Official status of te reo Māori
Te reo as an official language of Aotearoa/New Zealand
In New Zealand, anyone is allowed to speak any language they like, but you can’t necessarily expect people to be able to communicate with you in your language of choice in every situation. However, te reo Māori does have a special status under the law.
The Māori Language Act declares that te reo Māori is an official language of New Zealand. In line with that official status, any person has the right to speak Māori in court (see the next section in this chapter, “Your right to speak te reo in court”). Apart from that, the status of te reo Māori as an official language is mostly symbolic, rather than giving you rights to use it in particular places outside of a courtroom.

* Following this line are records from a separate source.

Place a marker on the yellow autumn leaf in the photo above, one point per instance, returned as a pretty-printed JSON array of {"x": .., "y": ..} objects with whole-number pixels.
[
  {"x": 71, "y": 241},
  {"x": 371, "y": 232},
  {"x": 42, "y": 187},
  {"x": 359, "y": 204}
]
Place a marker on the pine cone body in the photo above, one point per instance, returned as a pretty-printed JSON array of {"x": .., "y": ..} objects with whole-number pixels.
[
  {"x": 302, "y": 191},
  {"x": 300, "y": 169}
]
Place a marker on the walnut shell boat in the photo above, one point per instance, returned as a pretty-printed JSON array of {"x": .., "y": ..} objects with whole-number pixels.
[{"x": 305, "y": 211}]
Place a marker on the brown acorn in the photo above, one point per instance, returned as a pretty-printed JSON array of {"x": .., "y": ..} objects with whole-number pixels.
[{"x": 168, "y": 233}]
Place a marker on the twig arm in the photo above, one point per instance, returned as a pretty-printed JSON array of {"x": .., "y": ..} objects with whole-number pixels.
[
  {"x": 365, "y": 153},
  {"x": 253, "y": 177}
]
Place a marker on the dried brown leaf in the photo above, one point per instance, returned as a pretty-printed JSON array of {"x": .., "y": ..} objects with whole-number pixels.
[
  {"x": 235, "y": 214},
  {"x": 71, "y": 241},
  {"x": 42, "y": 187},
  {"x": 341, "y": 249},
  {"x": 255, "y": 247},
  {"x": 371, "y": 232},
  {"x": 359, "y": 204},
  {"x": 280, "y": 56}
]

Other state bodies, like government ministries and departments, should make sure people can use te reo Māori there, but that generally comes down to their policy, rather than a legal rule they have to follow.

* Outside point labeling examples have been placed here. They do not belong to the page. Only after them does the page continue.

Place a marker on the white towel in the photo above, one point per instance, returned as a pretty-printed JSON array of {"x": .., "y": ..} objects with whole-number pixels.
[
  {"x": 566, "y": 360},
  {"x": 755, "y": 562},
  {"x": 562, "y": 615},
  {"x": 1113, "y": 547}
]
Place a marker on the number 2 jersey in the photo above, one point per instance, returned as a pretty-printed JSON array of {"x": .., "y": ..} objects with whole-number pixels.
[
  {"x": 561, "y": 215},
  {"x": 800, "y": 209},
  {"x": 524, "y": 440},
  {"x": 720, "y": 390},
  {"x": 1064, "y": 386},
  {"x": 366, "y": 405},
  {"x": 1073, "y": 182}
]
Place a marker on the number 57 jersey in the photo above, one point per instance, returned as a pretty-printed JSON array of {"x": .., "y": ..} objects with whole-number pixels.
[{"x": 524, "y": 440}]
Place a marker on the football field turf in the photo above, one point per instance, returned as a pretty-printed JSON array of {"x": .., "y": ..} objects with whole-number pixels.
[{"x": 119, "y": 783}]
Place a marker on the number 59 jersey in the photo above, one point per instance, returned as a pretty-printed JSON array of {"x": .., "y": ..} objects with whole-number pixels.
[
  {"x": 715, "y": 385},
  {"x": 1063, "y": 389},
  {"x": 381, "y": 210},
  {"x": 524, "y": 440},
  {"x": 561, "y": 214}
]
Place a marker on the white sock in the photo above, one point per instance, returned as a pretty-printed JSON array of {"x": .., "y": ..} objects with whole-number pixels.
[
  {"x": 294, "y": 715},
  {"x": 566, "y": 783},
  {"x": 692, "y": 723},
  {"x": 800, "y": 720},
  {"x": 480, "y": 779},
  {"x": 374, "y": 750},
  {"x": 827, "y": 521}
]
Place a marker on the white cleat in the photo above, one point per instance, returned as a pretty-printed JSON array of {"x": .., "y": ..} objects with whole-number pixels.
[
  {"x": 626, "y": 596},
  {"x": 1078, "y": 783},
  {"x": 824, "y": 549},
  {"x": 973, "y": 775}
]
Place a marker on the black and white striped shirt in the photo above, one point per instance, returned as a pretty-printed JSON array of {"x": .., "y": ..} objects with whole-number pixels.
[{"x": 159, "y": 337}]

Te Taura Whiri i te Reo Māori/The Māori Language Commission
Te Taura Whiri i te Reo Māori (the Māori Language Commission) was first established by the 1987 Māori Language Act to develop and advise on ways of giving effect to the status of te reo as an official language of Aotearoa New Zealand, and to promote it as a living language and an ordinary means of communication. The newer Act, Te Ture mō Te Reo Māori 2016/Māori Language Act 2016, continued the Commission and its role. The Commission also grants official certificates of competency for interpreters and translators for te reo. (For interpreters and translations in court cases, see the next two sections in this chapter, “Your right to speak te reo in court” and “Translation of court documents into te reo”.)
The 2016 Act also established a new independent body, Te Mātāwai, to represent iwi and Māori in providing input into Māori language strategy. Te Mātāwai provides leadership in promoting the health of te reo for iwi and Māori, including at the community level, and also supports and influences government initiatives aimed at promoting te reo.
Note: The Māori Language Act 2016 carried over basically unchanged the rights contained in the previous Act, the Māori Language Act 1987. The 2016 Act did, however, make some changes to the organisational framework for promoting te reo.